It seems to me that this is likely to be analytically wrong–or, at least, far from the optimal policy under any expections scenario:
The Outlook for the Economy–May 22, 2015: “Given this economic outlook and the attendant uncertainty…:
…how is monetary policy likely to evolve over the next few years? Because of the substantial lags in the effects of monetary policy on the economy, we must make policy in a forward-looking manner. Delaying action to tighten monetary policy until employment and inflation are already back to our objectives would risk overheating the economy. For this reason, if the economy continues to improve as I expect, I think it will be appropriate at some point this year to take the initial step to raise the federal funds rate target and begin the process of normalizing monetary policy. To support taking this step, however, I will need to see continued improvement in labor market conditions, and I will need to be reasonably confident that inflation will move back to 2 percent over the medium term.
After we begin raising the federal funds rate, I anticipate that the pace of normalization is likely to be gradual. The various headwinds that are still restraining the economy, as I said, will likely take some time to fully abate, and the pace of that improvement is highly uncertain. If conditions develop as my colleagues and I expect, then the FOMC’s objectives of maximum employment and price stability would best be achieved by proceeding cautiously, which I expect would mean that it will be several years before the federal funds rate would be back to its normal, longer-run level…
It is one of Herbert Simon’s principles that one should model the most striking features of a situation, take the model as your guide, solve for the optimal policy for your oversimplified model, and then hope that the optimal solution to the oversimplified model is a good solution to the real world policy problem.
In the case of the Federal Reserve, the natural way to model it’s task is as an optimal control problem.
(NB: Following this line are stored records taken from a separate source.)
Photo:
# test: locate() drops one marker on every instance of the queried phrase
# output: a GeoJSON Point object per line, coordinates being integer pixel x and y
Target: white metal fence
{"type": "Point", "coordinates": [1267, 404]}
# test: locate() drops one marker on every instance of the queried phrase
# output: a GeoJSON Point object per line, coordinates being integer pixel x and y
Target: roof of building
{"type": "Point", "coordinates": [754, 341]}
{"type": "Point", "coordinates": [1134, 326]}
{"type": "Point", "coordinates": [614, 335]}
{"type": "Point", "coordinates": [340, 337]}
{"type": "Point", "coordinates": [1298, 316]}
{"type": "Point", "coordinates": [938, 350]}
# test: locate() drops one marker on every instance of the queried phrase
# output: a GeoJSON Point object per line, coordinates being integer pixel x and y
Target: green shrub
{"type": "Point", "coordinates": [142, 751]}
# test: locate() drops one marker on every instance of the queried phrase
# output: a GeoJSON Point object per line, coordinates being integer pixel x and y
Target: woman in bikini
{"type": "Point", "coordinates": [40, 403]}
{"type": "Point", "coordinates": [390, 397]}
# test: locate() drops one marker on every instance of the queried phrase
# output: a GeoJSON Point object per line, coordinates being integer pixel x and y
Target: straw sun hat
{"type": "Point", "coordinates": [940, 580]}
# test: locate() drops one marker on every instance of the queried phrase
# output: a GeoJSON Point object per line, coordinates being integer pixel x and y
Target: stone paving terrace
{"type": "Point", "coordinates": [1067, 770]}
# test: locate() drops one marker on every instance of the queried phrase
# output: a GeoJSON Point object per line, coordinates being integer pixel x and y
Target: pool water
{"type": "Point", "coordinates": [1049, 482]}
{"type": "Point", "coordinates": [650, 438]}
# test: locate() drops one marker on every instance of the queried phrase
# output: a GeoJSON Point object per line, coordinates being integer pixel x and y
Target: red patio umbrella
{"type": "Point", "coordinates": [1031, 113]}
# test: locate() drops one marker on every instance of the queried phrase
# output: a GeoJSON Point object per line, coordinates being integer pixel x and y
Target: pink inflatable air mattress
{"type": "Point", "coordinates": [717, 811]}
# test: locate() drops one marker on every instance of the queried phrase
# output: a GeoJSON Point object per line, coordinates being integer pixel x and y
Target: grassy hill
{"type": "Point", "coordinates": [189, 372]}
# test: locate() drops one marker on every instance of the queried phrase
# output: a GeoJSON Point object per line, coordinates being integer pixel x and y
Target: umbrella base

In such a problem, the optimal path for your control–which is, in this case, the short-term safe nominal interest rate that the Federal Reserve sets–is one in which it is expected to drift up or down only slowly. And whenever new information arrives, the optimal policy is for the control path to jump until once again the control variable is at a level at which you expect it to drift one way or the other only slowly.
All this is true assuming that one can either lay raise or lower one’s control variable as one wishes.
If your control variable has a bound–like the zero lower bound on interest rates–the optimal control policy is different. The fact that you cannot lower your control variable below its bound adds an extra term to the math. This extra term makes it unpleasant to be even near the bound. So you should take steps to stay away from it–which means lowering your control variable closer to the bound as you get near it. And the nearer to it you are, the more you lower it below what it would be if there were no bound constraining it.
This bound principle has the implication that if do you wind up at the bound, you want to get off of it as soon as possible in a way that makes it highly unlikely you will wind back at it. Hence you stay at the bound until your optimal policy in the absence of the bound is well away, and then you move your control variable rapidly until it once again is expected to drift only slowly.
Thus Janet Yellen’s declaration today makes no sense: from an optimal control of you, you want to wait to raise interest rates until the economy is sufficiently strong that the appropriate interest rate raise is a substantial one.
The Federal Reserve knows the logic of this optimal control argument at least as well as I do. But so far I have not heard or seen anywhere a coherent explanation of why it does not or even might not apply right now.